Os países com orçamentos limitados normalmente optam por pagar por serviços de saúde considerados mais essenciais, como vacinas, em vez de saúde reprodutiva, disse o Dr. Ayman Abdelmohsen, chefe da secção de planeamento familiar da divisão técnica do UNFPA, porque produzem resultados mais imediatos. retorna.
Mas uma iniciativa recente do UNFPA para que os países de baixos rendimentos assumam uma parte maior dos custos levou 44 governos a aderirem a um novo modelo de financiamento que os compromete a aumentar anualmente as suas contribuições para a saúde reprodutiva.
Ainda assim, no ano passado houve um défice global significativo de cerca de 95 milhões de dólares para compras de produtos. Os doadores pagam atualmente uma grande parte dos produtos, mas o seu financiamento para 2022 foi quase 15% inferior ao de 2019, à medida que a crise climática, a guerra na Ucrânia e outras novas prioridades reduziram os orçamentos globais da saúde. O apoio aos programas por parte dos governos africanos também estagnou à medida que os países lutavam com o aumento dos preços dos alimentos e da energia.
A boa notícia é que os preços dos mais recentes contraceptivos caíram drasticamente nos últimos 15 anos, em parte graças às promessas de enormes encomendas no atacado negociadas pela Fundação Gates, que apostou alto na ideia de que métodos anticoncepcionais de ação prolongada atrairiam muitos pessoas. mulheres na África Subsaariana. Os implantes hormonais fabricados pela Bayer e pela Merck, por exemplo, caíram para 8,62 dólares em 2022, contra 18 dólares cada em 2010, e as vendas aumentaram para 10,8 milhões de unidades, contra 1,7 milhões no mesmo período.
Mas esse preço continua a ser um desafio para os países de baixo rendimento, onde a despesa pública total com a saúde é, em média, de 10 dólares por pessoa todos os anos. As pílulas e os preservativos são mais caros a longo prazo, mas o custo inicial dos produtos de ação prolongada é uma barreira.
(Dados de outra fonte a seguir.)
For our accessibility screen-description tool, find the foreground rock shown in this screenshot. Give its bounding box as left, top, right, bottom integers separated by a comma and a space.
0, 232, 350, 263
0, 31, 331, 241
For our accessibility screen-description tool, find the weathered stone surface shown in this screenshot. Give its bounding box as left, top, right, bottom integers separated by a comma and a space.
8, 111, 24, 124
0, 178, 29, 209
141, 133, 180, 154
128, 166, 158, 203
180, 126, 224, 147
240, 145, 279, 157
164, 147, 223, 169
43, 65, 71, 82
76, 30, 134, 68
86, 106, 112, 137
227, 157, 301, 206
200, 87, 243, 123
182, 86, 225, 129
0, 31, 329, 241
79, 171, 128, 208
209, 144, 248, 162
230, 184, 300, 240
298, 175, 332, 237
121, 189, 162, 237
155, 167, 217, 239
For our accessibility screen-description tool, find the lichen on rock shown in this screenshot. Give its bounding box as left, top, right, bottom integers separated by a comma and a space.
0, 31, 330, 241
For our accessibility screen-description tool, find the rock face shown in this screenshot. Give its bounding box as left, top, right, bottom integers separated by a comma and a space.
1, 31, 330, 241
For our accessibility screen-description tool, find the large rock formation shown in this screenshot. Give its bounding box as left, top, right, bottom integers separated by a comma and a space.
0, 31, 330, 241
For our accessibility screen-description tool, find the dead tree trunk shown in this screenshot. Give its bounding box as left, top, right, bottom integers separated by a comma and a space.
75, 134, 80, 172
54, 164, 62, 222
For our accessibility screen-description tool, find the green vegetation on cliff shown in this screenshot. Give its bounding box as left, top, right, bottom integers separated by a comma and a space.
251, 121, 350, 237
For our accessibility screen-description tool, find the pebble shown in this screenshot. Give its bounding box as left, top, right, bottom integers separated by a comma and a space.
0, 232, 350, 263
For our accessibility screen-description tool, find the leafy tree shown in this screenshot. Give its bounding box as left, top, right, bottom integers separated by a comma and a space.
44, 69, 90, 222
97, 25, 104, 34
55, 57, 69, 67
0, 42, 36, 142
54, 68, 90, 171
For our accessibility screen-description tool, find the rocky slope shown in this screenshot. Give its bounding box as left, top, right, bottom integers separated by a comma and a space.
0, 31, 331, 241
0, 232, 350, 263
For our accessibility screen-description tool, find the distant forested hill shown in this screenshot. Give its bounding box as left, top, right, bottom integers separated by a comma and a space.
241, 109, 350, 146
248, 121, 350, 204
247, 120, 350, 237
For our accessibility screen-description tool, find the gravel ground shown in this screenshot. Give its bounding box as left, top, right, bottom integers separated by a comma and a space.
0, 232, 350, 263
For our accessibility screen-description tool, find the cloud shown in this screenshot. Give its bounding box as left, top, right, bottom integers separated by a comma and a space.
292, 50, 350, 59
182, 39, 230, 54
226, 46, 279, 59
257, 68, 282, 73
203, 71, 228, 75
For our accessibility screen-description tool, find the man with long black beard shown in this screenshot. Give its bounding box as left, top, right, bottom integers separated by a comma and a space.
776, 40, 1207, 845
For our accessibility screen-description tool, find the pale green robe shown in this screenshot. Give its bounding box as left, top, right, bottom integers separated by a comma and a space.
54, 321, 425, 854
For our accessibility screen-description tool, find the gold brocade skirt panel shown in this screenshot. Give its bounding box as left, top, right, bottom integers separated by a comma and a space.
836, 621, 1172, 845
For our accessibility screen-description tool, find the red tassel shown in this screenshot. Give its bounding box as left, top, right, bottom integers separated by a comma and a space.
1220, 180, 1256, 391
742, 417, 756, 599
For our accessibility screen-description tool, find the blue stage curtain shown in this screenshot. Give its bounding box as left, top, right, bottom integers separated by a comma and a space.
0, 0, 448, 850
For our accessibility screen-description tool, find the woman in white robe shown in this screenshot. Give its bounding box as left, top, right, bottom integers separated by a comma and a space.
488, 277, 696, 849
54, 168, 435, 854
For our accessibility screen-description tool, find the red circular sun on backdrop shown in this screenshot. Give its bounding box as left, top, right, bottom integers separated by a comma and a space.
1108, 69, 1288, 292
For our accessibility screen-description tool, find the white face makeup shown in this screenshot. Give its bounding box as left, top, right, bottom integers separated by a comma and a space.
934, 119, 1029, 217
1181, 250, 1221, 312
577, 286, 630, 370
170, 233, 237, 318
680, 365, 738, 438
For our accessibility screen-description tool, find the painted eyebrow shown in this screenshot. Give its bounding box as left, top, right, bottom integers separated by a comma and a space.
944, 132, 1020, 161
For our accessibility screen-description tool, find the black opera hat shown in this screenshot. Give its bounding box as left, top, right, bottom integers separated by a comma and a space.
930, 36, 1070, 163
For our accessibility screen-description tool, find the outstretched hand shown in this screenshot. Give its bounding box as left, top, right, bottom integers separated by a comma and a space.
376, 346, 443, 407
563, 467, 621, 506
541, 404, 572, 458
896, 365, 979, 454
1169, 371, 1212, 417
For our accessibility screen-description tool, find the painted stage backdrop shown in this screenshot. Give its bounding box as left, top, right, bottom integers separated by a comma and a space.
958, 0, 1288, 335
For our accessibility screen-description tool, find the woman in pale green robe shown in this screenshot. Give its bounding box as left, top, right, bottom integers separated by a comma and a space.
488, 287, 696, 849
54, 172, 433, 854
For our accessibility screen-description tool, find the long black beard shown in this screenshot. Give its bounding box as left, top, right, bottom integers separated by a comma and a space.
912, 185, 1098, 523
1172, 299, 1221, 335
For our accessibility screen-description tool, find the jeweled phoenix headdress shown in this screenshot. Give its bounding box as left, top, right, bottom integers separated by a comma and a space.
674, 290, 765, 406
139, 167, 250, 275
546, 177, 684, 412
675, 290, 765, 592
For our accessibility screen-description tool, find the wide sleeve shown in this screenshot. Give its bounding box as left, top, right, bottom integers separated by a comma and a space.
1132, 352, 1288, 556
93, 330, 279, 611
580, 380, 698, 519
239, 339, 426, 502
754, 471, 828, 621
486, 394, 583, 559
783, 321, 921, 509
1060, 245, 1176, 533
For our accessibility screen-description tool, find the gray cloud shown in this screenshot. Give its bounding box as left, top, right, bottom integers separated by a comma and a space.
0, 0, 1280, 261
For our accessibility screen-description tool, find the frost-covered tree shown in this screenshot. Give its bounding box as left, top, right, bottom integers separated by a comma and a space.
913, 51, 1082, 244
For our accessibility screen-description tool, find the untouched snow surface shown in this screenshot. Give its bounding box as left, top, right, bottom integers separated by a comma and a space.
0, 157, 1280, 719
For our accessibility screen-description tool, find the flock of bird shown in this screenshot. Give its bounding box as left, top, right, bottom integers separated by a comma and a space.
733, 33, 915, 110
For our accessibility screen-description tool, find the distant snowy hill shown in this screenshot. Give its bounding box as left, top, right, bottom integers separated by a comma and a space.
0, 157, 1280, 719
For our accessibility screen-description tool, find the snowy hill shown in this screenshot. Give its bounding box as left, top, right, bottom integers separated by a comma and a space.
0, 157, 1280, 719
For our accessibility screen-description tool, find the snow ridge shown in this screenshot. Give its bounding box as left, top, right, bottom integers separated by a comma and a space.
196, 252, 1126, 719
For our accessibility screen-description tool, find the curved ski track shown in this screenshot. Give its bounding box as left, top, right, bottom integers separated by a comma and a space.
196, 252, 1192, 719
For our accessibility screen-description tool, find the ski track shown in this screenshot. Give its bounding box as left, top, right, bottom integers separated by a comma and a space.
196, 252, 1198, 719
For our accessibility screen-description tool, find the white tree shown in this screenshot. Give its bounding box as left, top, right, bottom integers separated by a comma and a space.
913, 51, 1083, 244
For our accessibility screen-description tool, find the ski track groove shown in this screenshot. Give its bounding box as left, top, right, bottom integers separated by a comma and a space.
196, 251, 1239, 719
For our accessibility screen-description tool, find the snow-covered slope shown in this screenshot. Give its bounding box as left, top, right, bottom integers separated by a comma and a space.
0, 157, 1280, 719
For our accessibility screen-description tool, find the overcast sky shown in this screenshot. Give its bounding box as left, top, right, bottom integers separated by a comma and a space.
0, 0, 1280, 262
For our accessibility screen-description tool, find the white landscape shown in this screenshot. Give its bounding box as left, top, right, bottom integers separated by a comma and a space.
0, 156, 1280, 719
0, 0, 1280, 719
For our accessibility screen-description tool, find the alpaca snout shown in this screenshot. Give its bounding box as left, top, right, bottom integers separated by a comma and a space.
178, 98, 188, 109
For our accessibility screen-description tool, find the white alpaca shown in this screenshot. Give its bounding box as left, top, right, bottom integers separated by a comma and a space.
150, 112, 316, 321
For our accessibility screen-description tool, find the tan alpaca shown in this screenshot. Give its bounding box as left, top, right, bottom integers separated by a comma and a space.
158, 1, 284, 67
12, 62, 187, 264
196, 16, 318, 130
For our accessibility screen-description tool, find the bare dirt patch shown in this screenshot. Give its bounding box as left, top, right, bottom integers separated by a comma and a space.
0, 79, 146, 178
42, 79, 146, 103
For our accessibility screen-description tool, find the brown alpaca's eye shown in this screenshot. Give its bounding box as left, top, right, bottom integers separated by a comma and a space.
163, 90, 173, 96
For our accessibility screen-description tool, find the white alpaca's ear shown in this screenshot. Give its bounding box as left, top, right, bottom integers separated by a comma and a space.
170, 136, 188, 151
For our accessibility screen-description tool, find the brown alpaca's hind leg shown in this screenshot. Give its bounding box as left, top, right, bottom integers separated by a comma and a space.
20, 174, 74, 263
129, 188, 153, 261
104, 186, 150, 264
Não basta trazer contraceptivos para uma clínica: os profissionais de saúde devem ser treinados para inserir DIUs ou implantes, e alguém tem que pagar por isso, disse o Dr. Abdelmohsen.
Os DIU hormonais ainda são escassos em África e custam mais de 10 dólares cada; Anita Zaidi, que lidera o trabalho de igualdade de género para a Fundação Gates, disse que a organização sem fins lucrativos está a investir na investigação e desenvolvimento de novos produtos de longa duração, e também à procura de fabricantes em países em desenvolvimento que possam fabricar os existentes a um preço ainda mais baixo.
A fundação e outros também estão investindo em novos esforços para rastrear dados (sobre quais empresas fabricam quais produtos, quais países os encomendam e quando serão entregues) para tentar garantir que as clínicas não fiquem sem recursos. Eles também querem acompanhar melhor quais métodos as mulheres africanas desejam e por que as mulheres que dizem querer usar contraceptivos não o fazem. Isso tem um custo? Acesso? Normas culturais, tais como a falta de vontade dos prestadores de serviços para mulheres solteiras?
Gifty Awuah, 33 anos, que trabalha num pequeno salão de cabeleireiro à beira da estrada em Kwapong, recebe uma injeção regular a cada três meses. Ela teve seu primeiro filho enquanto ainda estava na escola. “Quando engravidei aos 17 anos, não foi planeado; o planeamento familiar não era tão acessível como é agora”, disse ela. “Era preciso viajar até a cidade e pagar: havia muito dinheiro em jogo.”
Ela teve que abandonar a escola quando engravidou; Se você tivesse as opções que tem agora, sua vida poderia ter sido diferente. “Se fosse como agora, eu não estaria grávida”, disse ela. “Eu teria avançado na vida, teria estudado, agora seria juiz ou enfermeiro.”